Who didn’t we select?
We sure didn’t hire women. In ten years I’ve worked closely with zero women in operations, IT, and software development. Two people of color. Most of the startups I’ve interviewed at didn’t even have a woman on staff. No women called or interviewed me. Women work in only 27% of computer science jobs. They make up 10% of the applicant pool for physics tenure-track professors, and make up 18% of hires. In chemistry, women are 21.6% of applicants, and make up 16.3% of hires. Mathematics doctorates are roughly 3/4 men. In the STEM jobs they do find, women earn 14% less than their male counterparts.
Are women intrinsically less intelligent? Less capable? I doubt it.
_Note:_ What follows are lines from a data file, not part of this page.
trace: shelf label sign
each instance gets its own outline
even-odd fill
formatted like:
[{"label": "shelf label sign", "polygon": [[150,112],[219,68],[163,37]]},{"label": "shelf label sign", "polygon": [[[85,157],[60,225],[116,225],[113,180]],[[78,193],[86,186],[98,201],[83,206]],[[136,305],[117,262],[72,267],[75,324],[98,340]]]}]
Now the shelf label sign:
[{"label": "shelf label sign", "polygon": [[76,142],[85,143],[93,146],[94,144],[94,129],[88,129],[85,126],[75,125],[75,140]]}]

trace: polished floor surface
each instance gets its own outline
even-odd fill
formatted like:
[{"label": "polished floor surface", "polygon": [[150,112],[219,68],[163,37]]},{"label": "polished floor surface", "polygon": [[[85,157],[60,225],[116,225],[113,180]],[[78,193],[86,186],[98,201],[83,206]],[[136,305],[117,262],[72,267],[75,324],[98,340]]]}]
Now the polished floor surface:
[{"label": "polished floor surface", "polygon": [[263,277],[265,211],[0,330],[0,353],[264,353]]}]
Girls have high test scores and interest in STEM (science, technology, engineering and math) fields up until middle school. Women are well-represented in biology and earth science, and those are both challenging technical disciplines. Yet they aren’t just under-represented in physics and technology–they aren’t even applying. Most engineers I know would love to interview more women for their team, but finding them is tough. It doesn’t matter if there’s a systematic bias in our application process–if we’re totally “meritocratic”–if the applicant pool itself is 90% male. Or or 90% white, for that matter.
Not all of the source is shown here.